1
votes

Inconsistent? In the chapter about translate behaviour in the CakePHP 3 book there are three-letter codes used, derived from English names rather than native names of language like ISO 639-2:

eng (english)
spa (spanish)

with this example to change the language:

I18n::locale('spa');

But in the chapter about Internationalization and Localization it says

Translation folders can either be the two letter ISO code of the language or the full locale name such as fr_FR, es_AR, da_DK which contains both the language and the country where it is spoken.

And the example to change the language looks like this:

use Cake\I18n\I18n;
I18n::locale('de_DE');

So is the chapter about the translate behaviour outdated or are all methods correct? I think it's probably better to be consistent and use the same language codes in both, Translate behaviour and Internationalization and Localization?
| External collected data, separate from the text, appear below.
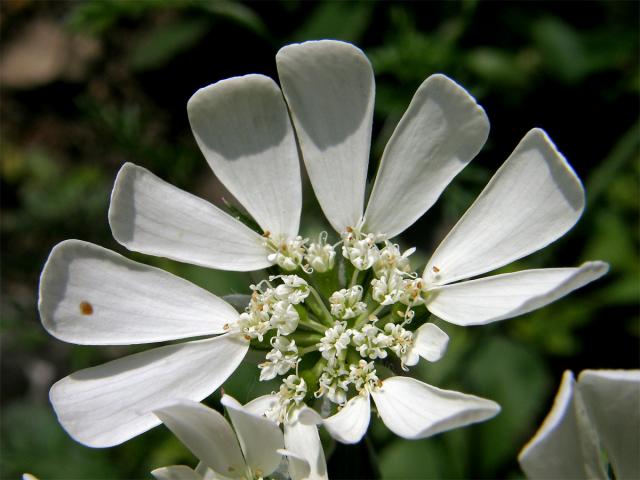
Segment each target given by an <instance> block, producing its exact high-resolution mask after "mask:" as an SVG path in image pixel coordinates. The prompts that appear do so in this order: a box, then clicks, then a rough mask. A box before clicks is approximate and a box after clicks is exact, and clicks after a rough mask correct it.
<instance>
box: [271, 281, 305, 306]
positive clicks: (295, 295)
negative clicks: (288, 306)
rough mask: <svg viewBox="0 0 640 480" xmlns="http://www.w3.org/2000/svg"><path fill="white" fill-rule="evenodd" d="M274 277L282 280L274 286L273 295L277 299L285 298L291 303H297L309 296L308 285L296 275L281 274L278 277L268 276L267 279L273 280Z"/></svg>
mask: <svg viewBox="0 0 640 480" xmlns="http://www.w3.org/2000/svg"><path fill="white" fill-rule="evenodd" d="M275 278H280V279H281V280H282V282H283V283H281V284H280V285H278V286H277V287H276V288H275V295H276V298H277V299H278V300H286V301H287V302H289V303H291V304H293V305H297V304H299V303H300V302H303V301H304V299H305V298H307V297H308V296H309V285H308V284H307V282H306V281H305V280H304V279H302V278H300V277H298V276H297V275H281V276H279V277H270V278H269V280H271V281H273V280H274V279H275Z"/></svg>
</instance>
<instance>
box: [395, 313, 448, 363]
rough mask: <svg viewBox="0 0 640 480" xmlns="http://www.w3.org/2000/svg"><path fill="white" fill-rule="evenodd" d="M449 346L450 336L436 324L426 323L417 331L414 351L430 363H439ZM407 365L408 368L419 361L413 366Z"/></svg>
mask: <svg viewBox="0 0 640 480" xmlns="http://www.w3.org/2000/svg"><path fill="white" fill-rule="evenodd" d="M448 344H449V335H447V334H446V333H445V332H443V331H442V329H441V328H440V327H438V326H437V325H436V324H434V323H425V324H424V325H422V326H421V327H420V328H418V329H417V330H416V331H415V336H414V337H413V348H412V350H413V352H415V353H417V354H418V355H419V356H421V357H422V358H424V359H425V360H427V361H429V362H437V361H438V360H440V359H441V358H442V357H443V356H444V353H445V352H446V351H447V345H448ZM405 363H406V365H408V366H411V365H415V363H417V359H416V362H415V363H413V364H412V363H409V362H405Z"/></svg>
Also the i18n schema table example defines the field locale as varchar(6)... if 3-letter-code is required varchar(3) should be enough... But even if I use full local codes like fr_FR varchar(5) would be enough. Why is the example schema using varchar(6)?

1
There are 6 letter languages codes in use such as es-419AD7six

1 Answers

3
votes

I wouldn't say the Translate behvaiour chapter is outdated, because it will work just fine. The Translate behavior doesn't impose any restrictions on the language identifier, the possible values are only restricted by the locale column type/size, ie using spa will work just fine. The length of 6 may be just a typo, or maybe it's taking UN M.49 into account (es-419), who knows.

The translation folder names however are indeed restricted, restricted to the rules applied by ext-intl. To be exact, the folder names are figured from the return value of Locale::parseLocale(), which for example will return es for spa.
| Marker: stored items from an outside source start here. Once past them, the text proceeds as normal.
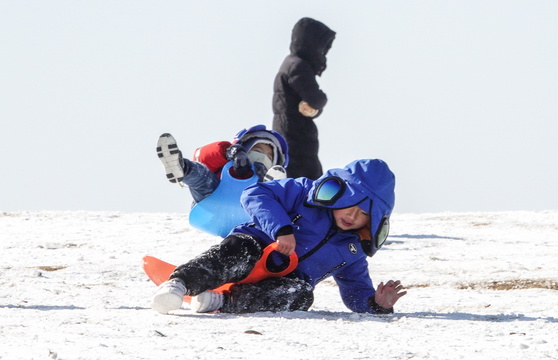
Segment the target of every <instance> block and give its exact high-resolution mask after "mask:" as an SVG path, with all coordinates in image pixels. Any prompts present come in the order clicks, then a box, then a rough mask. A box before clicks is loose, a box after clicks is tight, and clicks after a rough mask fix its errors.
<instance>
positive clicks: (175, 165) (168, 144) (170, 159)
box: [157, 133, 184, 183]
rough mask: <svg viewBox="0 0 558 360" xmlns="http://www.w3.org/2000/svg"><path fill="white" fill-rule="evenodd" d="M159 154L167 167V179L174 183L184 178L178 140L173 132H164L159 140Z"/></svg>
mask: <svg viewBox="0 0 558 360" xmlns="http://www.w3.org/2000/svg"><path fill="white" fill-rule="evenodd" d="M157 156H159V160H161V162H162V163H163V166H164V167H165V172H166V174H167V179H168V180H169V181H170V182H172V183H177V182H180V181H182V179H184V170H183V169H182V164H180V153H179V150H178V146H177V145H176V140H175V139H174V137H172V135H171V134H167V133H165V134H163V135H161V136H159V140H157Z"/></svg>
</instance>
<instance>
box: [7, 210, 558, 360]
mask: <svg viewBox="0 0 558 360" xmlns="http://www.w3.org/2000/svg"><path fill="white" fill-rule="evenodd" d="M218 241H219V239H218V238H217V237H213V236H208V235H206V234H203V233H201V232H199V231H197V230H195V229H193V228H191V227H190V226H189V225H188V218H187V214H162V213H115V212H15V213H0V288H1V289H2V290H1V292H0V339H1V340H0V341H1V343H2V345H1V347H0V359H268V358H280V359H558V301H557V300H558V292H557V290H558V261H557V260H558V259H557V258H558V212H557V211H547V212H498V213H437V214H394V215H393V217H392V231H391V236H390V238H389V240H388V243H387V245H386V246H385V247H384V248H383V249H382V250H380V252H379V253H378V254H376V256H375V257H374V258H372V259H370V268H371V273H372V276H373V280H374V283H375V284H378V283H379V282H380V281H386V280H389V279H400V280H401V281H402V282H403V284H404V285H406V287H407V288H408V292H409V293H408V294H407V296H405V297H403V298H402V299H401V300H400V302H399V303H398V304H397V305H396V314H393V315H383V316H375V315H369V314H355V313H351V312H349V311H348V310H347V309H346V308H345V307H344V305H343V303H342V302H341V299H340V297H339V295H338V293H337V289H336V286H335V284H334V283H333V282H331V281H328V280H326V281H324V282H323V283H321V284H320V285H319V286H318V287H317V288H316V301H315V303H314V305H313V307H312V308H311V310H310V311H309V312H294V313H258V314H251V315H228V314H193V313H191V312H190V311H189V310H187V309H183V310H180V311H178V312H177V313H176V314H175V315H160V314H157V313H155V312H153V311H151V310H150V309H149V297H150V295H151V293H152V292H153V290H154V289H155V287H154V285H153V284H152V283H151V282H150V281H149V280H148V279H147V278H146V276H145V275H144V274H143V272H142V270H141V258H142V257H143V255H146V254H149V255H153V256H157V257H160V258H162V259H164V260H166V261H169V262H173V263H176V264H178V263H181V262H184V261H185V260H187V259H189V258H191V257H193V256H195V255H196V254H198V253H199V252H201V251H202V250H204V249H206V248H207V247H208V246H210V245H212V244H214V243H216V242H218Z"/></svg>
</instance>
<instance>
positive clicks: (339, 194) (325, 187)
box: [312, 176, 347, 206]
mask: <svg viewBox="0 0 558 360" xmlns="http://www.w3.org/2000/svg"><path fill="white" fill-rule="evenodd" d="M346 186H347V185H346V184H345V181H343V180H342V179H341V178H338V177H337V176H330V177H327V178H325V179H323V180H322V181H321V182H320V183H319V184H318V186H317V187H316V191H314V195H313V196H312V200H313V201H314V203H316V204H318V205H323V206H330V205H333V204H335V202H336V201H337V200H338V199H339V198H340V197H341V195H343V192H344V191H345V187H346Z"/></svg>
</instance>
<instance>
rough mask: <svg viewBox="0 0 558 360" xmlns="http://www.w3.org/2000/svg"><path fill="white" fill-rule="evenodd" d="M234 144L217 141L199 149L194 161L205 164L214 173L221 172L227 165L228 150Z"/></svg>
mask: <svg viewBox="0 0 558 360" xmlns="http://www.w3.org/2000/svg"><path fill="white" fill-rule="evenodd" d="M231 145H232V144H231V143H230V142H228V141H217V142H214V143H211V144H207V145H204V146H202V147H200V148H197V149H196V151H195V152H194V157H193V160H194V161H197V162H201V163H202V164H205V166H207V168H208V169H209V170H210V171H211V172H214V173H217V172H219V171H221V169H222V168H223V166H225V164H226V163H227V155H226V152H227V149H228V148H229V146H231Z"/></svg>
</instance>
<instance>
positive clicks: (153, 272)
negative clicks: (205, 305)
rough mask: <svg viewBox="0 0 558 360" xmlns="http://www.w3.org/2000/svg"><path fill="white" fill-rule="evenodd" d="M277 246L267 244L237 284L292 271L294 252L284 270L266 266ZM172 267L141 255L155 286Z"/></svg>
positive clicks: (143, 263)
mask: <svg viewBox="0 0 558 360" xmlns="http://www.w3.org/2000/svg"><path fill="white" fill-rule="evenodd" d="M277 246H278V244H277V243H272V244H270V245H268V246H267V247H266V248H265V249H264V251H263V255H262V257H261V258H260V260H258V262H257V263H256V266H254V269H253V270H252V272H251V273H250V274H249V275H248V276H247V277H246V278H245V279H244V280H242V281H239V282H238V283H237V284H240V283H255V282H258V281H261V280H263V279H265V278H268V277H273V276H277V277H279V276H285V275H287V274H289V273H290V272H292V271H293V270H294V269H295V268H296V267H297V265H298V257H297V256H296V254H295V253H293V254H292V255H291V256H290V258H289V266H288V267H287V268H286V269H285V270H283V271H280V272H272V271H270V270H269V269H268V268H267V266H266V261H267V258H268V257H269V255H270V254H271V253H272V252H273V251H275V250H276V249H277ZM174 269H176V265H173V264H169V263H168V262H165V261H163V260H161V259H157V258H156V257H153V256H149V255H147V256H144V257H143V271H144V272H145V273H146V274H147V277H149V279H150V280H151V281H153V282H154V283H155V285H157V286H159V285H161V284H162V283H164V282H165V281H167V280H168V279H169V276H170V275H171V274H172V272H173V271H174ZM234 284H235V283H228V284H224V285H222V286H220V287H218V288H217V289H214V290H215V291H219V292H223V291H227V290H228V289H229V288H230V287H231V286H232V285H234ZM190 300H191V297H190V296H185V297H184V301H185V302H187V303H190Z"/></svg>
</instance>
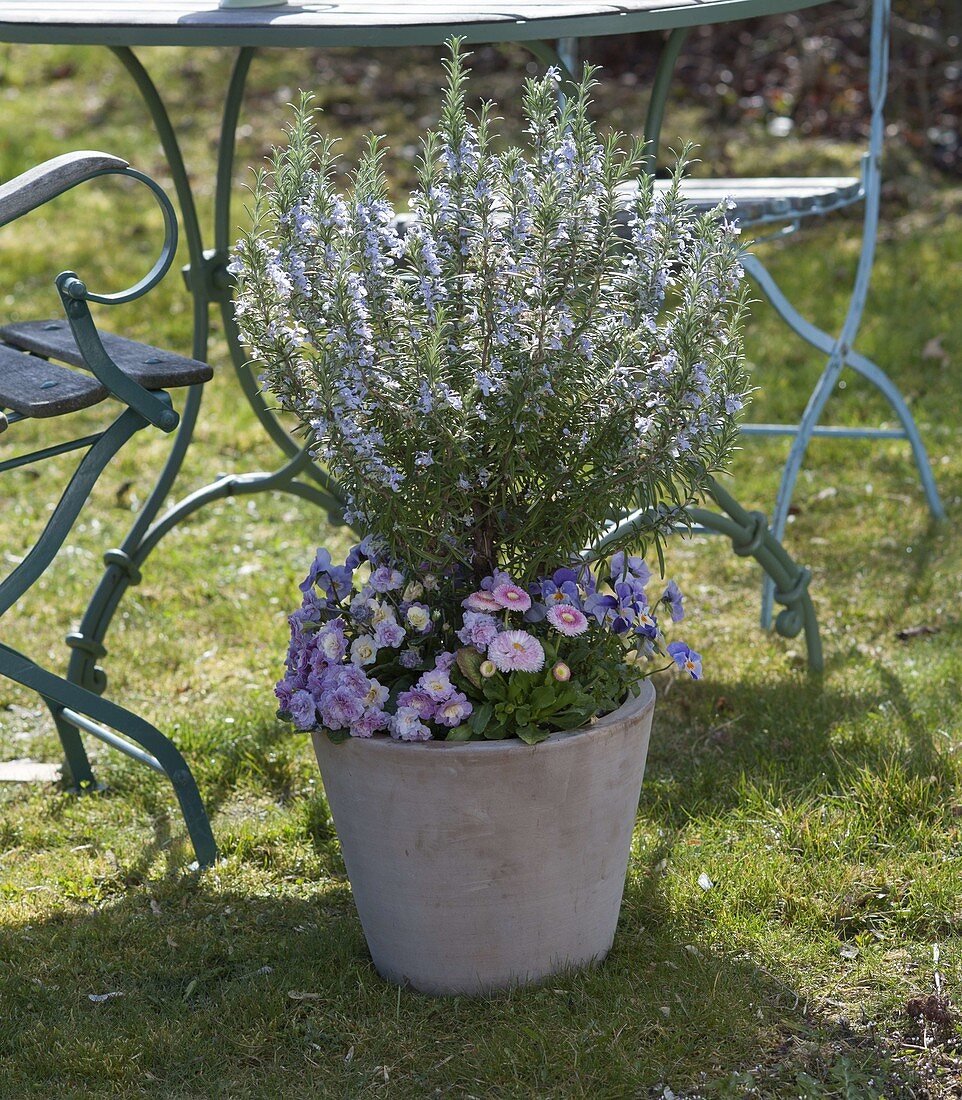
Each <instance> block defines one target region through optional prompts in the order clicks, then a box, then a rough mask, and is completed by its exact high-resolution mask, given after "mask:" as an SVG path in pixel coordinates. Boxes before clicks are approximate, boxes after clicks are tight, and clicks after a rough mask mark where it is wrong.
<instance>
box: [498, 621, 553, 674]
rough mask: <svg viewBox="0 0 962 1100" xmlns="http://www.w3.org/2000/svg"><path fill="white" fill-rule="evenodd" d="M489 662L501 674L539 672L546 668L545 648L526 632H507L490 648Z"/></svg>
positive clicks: (531, 635) (508, 631) (502, 635)
mask: <svg viewBox="0 0 962 1100" xmlns="http://www.w3.org/2000/svg"><path fill="white" fill-rule="evenodd" d="M488 660H490V661H494V664H495V668H496V669H497V670H498V671H499V672H538V671H539V670H540V669H543V668H544V648H543V647H542V645H541V642H540V641H539V640H538V639H537V638H535V637H533V636H532V635H530V634H528V632H527V631H526V630H505V632H504V634H499V635H498V636H497V637H496V638H495V639H494V641H493V642H491V643H490V646H488Z"/></svg>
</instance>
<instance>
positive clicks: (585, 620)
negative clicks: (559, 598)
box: [548, 604, 588, 638]
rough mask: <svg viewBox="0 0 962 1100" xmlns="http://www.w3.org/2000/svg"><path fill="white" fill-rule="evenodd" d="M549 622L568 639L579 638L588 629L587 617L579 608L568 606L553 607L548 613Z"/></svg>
mask: <svg viewBox="0 0 962 1100" xmlns="http://www.w3.org/2000/svg"><path fill="white" fill-rule="evenodd" d="M548 621H549V623H551V625H552V626H553V627H554V628H555V630H559V631H560V632H561V634H563V635H565V636H566V637H568V638H574V637H577V635H579V634H584V632H585V630H587V629H588V619H587V616H586V615H585V614H584V613H583V612H579V610H578V609H577V607H571V606H570V605H568V604H559V605H557V606H556V607H552V608H551V609H550V610H549V613H548Z"/></svg>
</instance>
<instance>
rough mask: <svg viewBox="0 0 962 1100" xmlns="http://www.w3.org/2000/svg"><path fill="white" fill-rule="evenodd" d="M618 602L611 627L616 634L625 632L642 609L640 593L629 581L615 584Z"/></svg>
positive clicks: (616, 601) (615, 592) (616, 593)
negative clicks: (639, 592) (637, 592)
mask: <svg viewBox="0 0 962 1100" xmlns="http://www.w3.org/2000/svg"><path fill="white" fill-rule="evenodd" d="M615 596H616V603H615V607H613V608H612V613H611V629H612V630H613V631H615V634H624V632H626V631H627V630H628V629H629V628H630V627H631V625H632V624H633V623H634V620H635V618H637V617H638V613H639V610H640V609H641V606H640V603H639V599H638V594H637V593H635V591H634V587H633V586H632V585H631V584H630V583H629V582H624V581H621V582H619V583H618V584H616V585H615Z"/></svg>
See Source > \Cake\I18n\MessagesFileLoader::translationsFolders()

So you could actually use three letter codes like spa in your app and your translation table, but the translation folder would have to use the two letter code, ie es.

I agree that it would be good to have this consistent throughout the book, maybe with some additional info about what happens in the background. You may want to create an issue (or even fix it yourself via a PR) over at GitHub.